Progression-free survival lengths were different among patients with non-small cell lung cancer receiving sotorasib when stratified by genomic profile.
Results suggest responses to treatment with sotorasib (Lumakras) might vary via co-mutational status for patients with KRAS p.G12C-mutant non-small cell lung cancer (NSCLC), according to initial results from an exploratory analysis of the phase II CodeBreaK100 clinical trial.1
Sotorasib is a KRAS inhibitor that was first approved in May 2021 for heavily pretreated KRAS p.G12C-mutant NSCLC based on findings from CodeBreaK100 trial, which showed that the first-in-class small molecule elicited an objective response rate of 37.1%, median progression-free survival of 6.8 months and median overall survival of 12.5 months.
“Recently, diverse and frequently coexisting mechanisms of acquired resistance to KRAS inhibitors were reported, including secondary alterations in KRAS itself, as well as other components of the RT kinase MAP kinase pathways,” said Ferdinandos Skoulidis, MD, PHD, department of Thoracic and Head and Neck Medical Oncology at The University of Texas MD Anderson Cancer Center.
Skoulidis presented his team’s findings at the 2021 World Congress on Lung Cancer.2
Researchers conducted tissue analysis and looked at the following genomic profiles in 65 patients, who had baseline tissue samples and at least 3 months follow-up: KEAP1 (n=11); STRK11 (n=13); cell cycle genes (n=27); DNA damage response (DDR) genes (n=50); RAS/MAPK pathway (n=23), PI3K/AKT/mTOR pathway genes (n=24), RTK genes (n=39), WNT pathway genes (n=24).
A total of 33.8% (n=22) patients were early progressors, meaning that their disease progressed before 3 months; 35.4% (n=23) were late progressors (event of progressive disease at or after 3 months; and 30.8% (n=20) had ongoing disease control. However, the results varied by co-mutational subgroups.

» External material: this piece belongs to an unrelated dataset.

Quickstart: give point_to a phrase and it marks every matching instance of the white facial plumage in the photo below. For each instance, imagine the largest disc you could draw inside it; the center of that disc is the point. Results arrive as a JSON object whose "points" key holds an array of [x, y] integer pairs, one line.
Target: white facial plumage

Notably, KEAP1 mutational status was associated with early progression (63.6%; n=7), which is consistent with the poor prognosis often seen for these patients. Conversely, the majority of patients with cell cycle (51.9%; n=14) and WNT pathway 50%; n=12) experienced late progression, highlighting an opportunity for combination therapy in this subgroup.
“In view of these results, we hypothesize that baseline tumor genomic profiles may affect clinical response in patterns of resistance to sotorasib,” Skoulidis said.
Further investigation into co-mutational status and sotorasib response is needed, Skoulidis added, emphasizing that the results should be interpreted with caution and should be considered hypothesis-generating.
“RTK genes still [had] no association with either early or late progression, and this warrants further investigation, in larger studies, of course,” he said. “The small sample size of each of the subgroups represents a limitation of the study nonetheless, groupings of permutations into functional pathways may help determine patters of response and resistance.”